Назаров простер руки в стороны. Один за другим участники ритуала поставили бокалы перед собой и образовали кольцо, встав вокруг большого стола и едва касаясь кончиками пальцев ладоней друг друга. Амалия почувствовала, как физические ощущения покидают ее, однако разум обретает небывалую остроту. Она подняла взгляд вверх, на зеркало. В нем отражались она сама, стол и чудовищный сверток в его сердцевине. Амалия закрыла глаза и мысленно назвала имя: «Мария». Затем шепнула:
– Мария Ридигер, приди!
Она не столько услышала, сколько почувствовала, как что-то ответило на ее зов с другой стороны зеркала. В ушах нарастал низкий, вибрирующий гул, способный, казалось, раздробить кости. Что-то приближалось – огромное, неизмеримое. «Врата», – сказал Нейман, и Амалия только сейчас поняла, насколько это слово тускнело в сравнении с тем, что открывалось ее внутреннему взору. Ей виделось, как участники ритуала стоят на внезапно обмелевшем морском берегу, а где-то вдали, у горизонта, встает волна, высоту которой не способен оценить ни глаз, ни разум. И рокот подсказывал ей, что вал грядет. Это был не гул, не шум – это были голоса. Голоса мертвых, всех мертвецов этого мира за тысячи лет существования. И ей нужно было уловить в этом чудовищном хоре один-единственный, и закрыть брешь в мироздании, пока сонм беснующихся духов не вырвался на волю, поглотив все сущее.
– Мария Ридигер… – вновь прошептала Амалия.
«Я здесь», – шепнул женский голос совсем рядом.
Амалия вновь открыла глаза и взглянула на отражение. Оно шло рябью, словно озерная гладь на ветру.

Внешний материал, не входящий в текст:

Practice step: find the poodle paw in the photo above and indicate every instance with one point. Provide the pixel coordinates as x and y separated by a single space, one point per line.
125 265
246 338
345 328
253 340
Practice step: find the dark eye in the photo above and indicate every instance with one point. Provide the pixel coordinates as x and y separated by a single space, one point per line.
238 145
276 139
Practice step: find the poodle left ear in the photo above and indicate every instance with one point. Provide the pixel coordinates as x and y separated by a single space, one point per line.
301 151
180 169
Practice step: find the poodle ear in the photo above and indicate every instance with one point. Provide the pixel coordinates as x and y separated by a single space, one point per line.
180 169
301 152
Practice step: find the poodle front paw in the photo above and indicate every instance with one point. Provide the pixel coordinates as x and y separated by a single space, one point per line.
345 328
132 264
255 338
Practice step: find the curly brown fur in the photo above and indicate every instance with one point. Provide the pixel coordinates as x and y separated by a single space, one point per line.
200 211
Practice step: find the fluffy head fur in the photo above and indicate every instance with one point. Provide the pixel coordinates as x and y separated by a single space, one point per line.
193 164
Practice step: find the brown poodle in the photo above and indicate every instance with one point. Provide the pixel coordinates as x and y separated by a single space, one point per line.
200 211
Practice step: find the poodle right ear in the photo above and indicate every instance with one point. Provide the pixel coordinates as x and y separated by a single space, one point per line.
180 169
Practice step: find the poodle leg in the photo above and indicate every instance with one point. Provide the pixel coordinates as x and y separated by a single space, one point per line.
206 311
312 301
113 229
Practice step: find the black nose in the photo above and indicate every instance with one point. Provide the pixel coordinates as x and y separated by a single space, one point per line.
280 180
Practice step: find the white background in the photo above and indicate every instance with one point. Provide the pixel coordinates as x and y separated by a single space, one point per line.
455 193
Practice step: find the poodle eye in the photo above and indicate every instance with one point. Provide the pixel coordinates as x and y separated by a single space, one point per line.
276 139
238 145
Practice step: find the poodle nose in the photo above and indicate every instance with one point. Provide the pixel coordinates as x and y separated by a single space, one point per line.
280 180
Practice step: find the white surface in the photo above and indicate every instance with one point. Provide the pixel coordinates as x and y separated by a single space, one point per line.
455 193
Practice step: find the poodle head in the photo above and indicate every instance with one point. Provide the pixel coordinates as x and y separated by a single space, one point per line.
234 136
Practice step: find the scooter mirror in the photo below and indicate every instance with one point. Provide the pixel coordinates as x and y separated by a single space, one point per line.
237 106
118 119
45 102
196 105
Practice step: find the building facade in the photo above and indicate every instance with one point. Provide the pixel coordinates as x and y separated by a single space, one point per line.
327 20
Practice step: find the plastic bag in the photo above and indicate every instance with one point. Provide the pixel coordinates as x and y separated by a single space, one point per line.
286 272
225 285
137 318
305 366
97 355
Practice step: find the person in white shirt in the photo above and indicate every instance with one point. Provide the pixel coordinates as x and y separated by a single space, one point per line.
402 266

– Что про… – начал было участник, стоящий слева от нее, молодой вихрастый парень по имени Антон, которого она запомнила как непревзойденного знатока тибетских погребальных обрядов.
– Молчать! Не разорвите контакт! – прошипел Нейман.
– Но так же не должно…
– Тихо!
Рябь становилась все более сильной, вскоре разглядеть отражение в зеркале станет невозможно – но в последний момент Амалия увидела стол и собравшихся вокруг него людей.
Ритуал начали восемь…
Теперь их стало девять…
Женский силуэт застыл у нее за плечом…
А затем поверхность зеркала выгнулась, исказив отражение – словно что-то пыталось вырваться наружу, порвав тонкую пленку.
– Господи… – вновь выдохнул Антон.
– Держать круг! – прохрипел Нейман. – Держать круг, если вам дорога жизнь!
Жидкая поверхность зеркала образовывала огромную каплю – как ртуть, уж слишком вязкой и непрозрачной она была, чтобы казаться водой. Изо рта участников ритуала шел пар, будто зеркало высасывало все тепло из огромного помещения. Капля все ниже и ниже склонялась к поверхности стола.
К тому предмету, что лежал в его центре.
С другого конца стола раздался страшный хрип. Присутствующие оторвали взгляд от чудовищной капли и посмотрели на Назарова. Тот заходился в отчаянном кашле, изо рта его текла кровь. Внезапно он вскинул голову – и и стол облетел испуганный вздох. Волосы Назарова не то чтобы встали дыбом – они просто медленно колыхались в воздухе, словно старик внезапно оказался под водой и шел ко дну. А потом все его тело выгнулось и начало медленно подниматься, как будто притягиваемое непреодолимой силой, исходящей из зеркала. Это было зрелище, кошмарное в своей неправильности, – тонущий человек должен идти ко дну, а не взмывать ввысь.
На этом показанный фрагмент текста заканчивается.